ANZ New Zealand, the country's biggest lender, boosted its annual cash profit as staff cuts and fewer bad debts trimmed its costs, offsetting smaller margins lending in the face of increased competition.
Cash profit rose to $1.44 billion in the 12 months ended September 30 from $1.29 billion a year earlier, the bank said in a statement. Statutory profit rose 8 per cent to $1.37 billion.
Net interest income fell 3 per cent to $2.64 billion, a smaller decline than the 13 per cent drop in operating expenses to $1.49 billion. The cost cuts came in a period when it shaved 10 per cent from its workforce to 7,400 full-time equivalent positions. The bank cut its provision for credit impairments to $65 million in the year from $194 million in 2013.
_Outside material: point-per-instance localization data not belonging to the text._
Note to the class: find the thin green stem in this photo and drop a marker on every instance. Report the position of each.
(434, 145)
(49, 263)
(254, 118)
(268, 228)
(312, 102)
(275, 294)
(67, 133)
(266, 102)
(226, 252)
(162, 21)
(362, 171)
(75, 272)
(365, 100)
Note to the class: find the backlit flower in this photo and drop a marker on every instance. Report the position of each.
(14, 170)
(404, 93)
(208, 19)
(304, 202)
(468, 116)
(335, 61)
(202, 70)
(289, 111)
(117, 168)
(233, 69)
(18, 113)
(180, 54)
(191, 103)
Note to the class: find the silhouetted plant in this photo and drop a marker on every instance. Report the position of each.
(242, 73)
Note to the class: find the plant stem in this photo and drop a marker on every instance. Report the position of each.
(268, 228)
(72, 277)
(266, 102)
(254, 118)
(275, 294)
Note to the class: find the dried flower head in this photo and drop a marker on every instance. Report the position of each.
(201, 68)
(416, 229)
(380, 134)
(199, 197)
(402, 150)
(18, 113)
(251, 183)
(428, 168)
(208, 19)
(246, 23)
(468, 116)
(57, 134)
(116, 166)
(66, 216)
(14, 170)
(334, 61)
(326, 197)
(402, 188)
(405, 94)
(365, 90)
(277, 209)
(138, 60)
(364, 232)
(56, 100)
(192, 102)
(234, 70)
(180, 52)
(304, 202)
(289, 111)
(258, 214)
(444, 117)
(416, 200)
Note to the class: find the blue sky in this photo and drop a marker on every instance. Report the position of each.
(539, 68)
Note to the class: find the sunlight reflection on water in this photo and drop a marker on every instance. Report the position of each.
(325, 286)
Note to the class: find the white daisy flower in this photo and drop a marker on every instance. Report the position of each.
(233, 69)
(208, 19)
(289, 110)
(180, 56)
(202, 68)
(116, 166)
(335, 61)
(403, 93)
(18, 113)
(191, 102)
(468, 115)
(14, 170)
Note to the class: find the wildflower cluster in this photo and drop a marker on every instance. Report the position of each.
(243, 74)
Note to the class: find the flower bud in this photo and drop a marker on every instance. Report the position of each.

"Our business performance has been built on simplifying our products, improving processes and systems and delivering a better banking experience for customers," chief executive David Hisco said. "We have concentrated investment on our brand, sales training, branch coverage and digital capability."
The New Zealand unit's performance was in line with the wider group, with Australia & New Zealand Banking reporting an 11 per cent increase in cash profit to A$6.5 billion on a 3 per cent increase in operating income to A$18.38 billion. The group lifted net profit 11 per cent to A$6.27 billion, and declared a final dividend of 91 Australian cents per share, taking the total payment to A$1.64.